I always loved that song. That line spoke to me the first time I ever heard it. But it’s been a while. The words floated on a cloud into my mind like an old friend come to visit after years away.
My Western Zodiac sign is Capricorn, an Earth sign. The older I get, the more I recognize myself in the description of this particular sign. I’m obsessively on time. I need to know what’s going on and don’t deal well with lack of planning on the part of others. I probably drive a lot of people crazy – especially the abundant number of Geminis who surround me.
But my Chinese sign is the Dragon. It’s the only mythological creature in the Chinese Zodiac. To me, that sign defines me even more than the Western one, but the two are always at odds with each other. I want terribly to be able to just let go and let my head float about in the atmosphere without a single thought for responsibility and logic. But I remain mostly grounded by my Earth sign. I think that inhibits my creativity and I’m trying to teach myself to stop allowing it to do so.

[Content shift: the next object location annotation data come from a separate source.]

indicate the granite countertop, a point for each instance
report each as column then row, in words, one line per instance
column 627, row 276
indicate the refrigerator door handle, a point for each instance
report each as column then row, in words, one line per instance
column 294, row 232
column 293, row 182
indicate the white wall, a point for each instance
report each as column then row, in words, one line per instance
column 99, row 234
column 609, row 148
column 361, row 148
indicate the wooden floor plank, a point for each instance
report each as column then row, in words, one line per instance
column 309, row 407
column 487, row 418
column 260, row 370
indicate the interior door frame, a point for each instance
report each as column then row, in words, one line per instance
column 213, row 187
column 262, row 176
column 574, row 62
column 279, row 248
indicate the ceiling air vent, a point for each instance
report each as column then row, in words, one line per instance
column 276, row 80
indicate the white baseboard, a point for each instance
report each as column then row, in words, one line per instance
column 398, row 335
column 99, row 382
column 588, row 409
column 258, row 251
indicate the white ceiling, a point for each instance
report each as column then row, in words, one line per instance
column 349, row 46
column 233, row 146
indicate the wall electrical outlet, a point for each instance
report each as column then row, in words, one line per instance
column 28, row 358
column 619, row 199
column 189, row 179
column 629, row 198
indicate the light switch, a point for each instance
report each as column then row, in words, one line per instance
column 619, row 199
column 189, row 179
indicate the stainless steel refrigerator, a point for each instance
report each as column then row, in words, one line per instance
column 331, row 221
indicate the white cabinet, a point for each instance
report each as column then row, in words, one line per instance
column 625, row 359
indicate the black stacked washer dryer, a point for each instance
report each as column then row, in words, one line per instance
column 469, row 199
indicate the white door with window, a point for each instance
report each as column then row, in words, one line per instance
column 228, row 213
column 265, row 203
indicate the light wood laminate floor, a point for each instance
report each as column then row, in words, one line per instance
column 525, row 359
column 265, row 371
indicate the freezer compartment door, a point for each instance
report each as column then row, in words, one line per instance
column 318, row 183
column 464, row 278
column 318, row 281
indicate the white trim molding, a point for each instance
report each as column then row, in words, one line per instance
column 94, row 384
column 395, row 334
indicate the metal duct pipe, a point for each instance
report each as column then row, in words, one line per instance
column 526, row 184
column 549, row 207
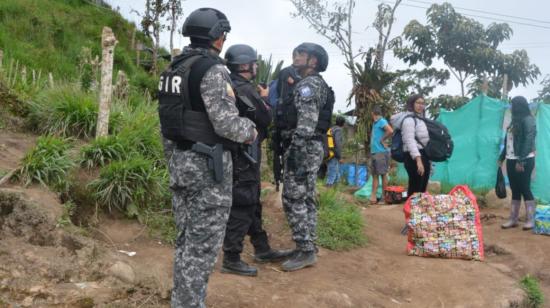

So, hearing that lyric yesterday was almost fortuitous, since I have spent the last two weeks making sure I create something new every day. After years and years of nothingness, I am finding something every day to write about here. And the thought of achieving my ultimate goal and freeing myself of the shackles of a 9-5 job just to pay the bills seems more and more of a possibility.
I want to make the real world a lie in my life. I want to rise above it.
And I believe, finally, that I will.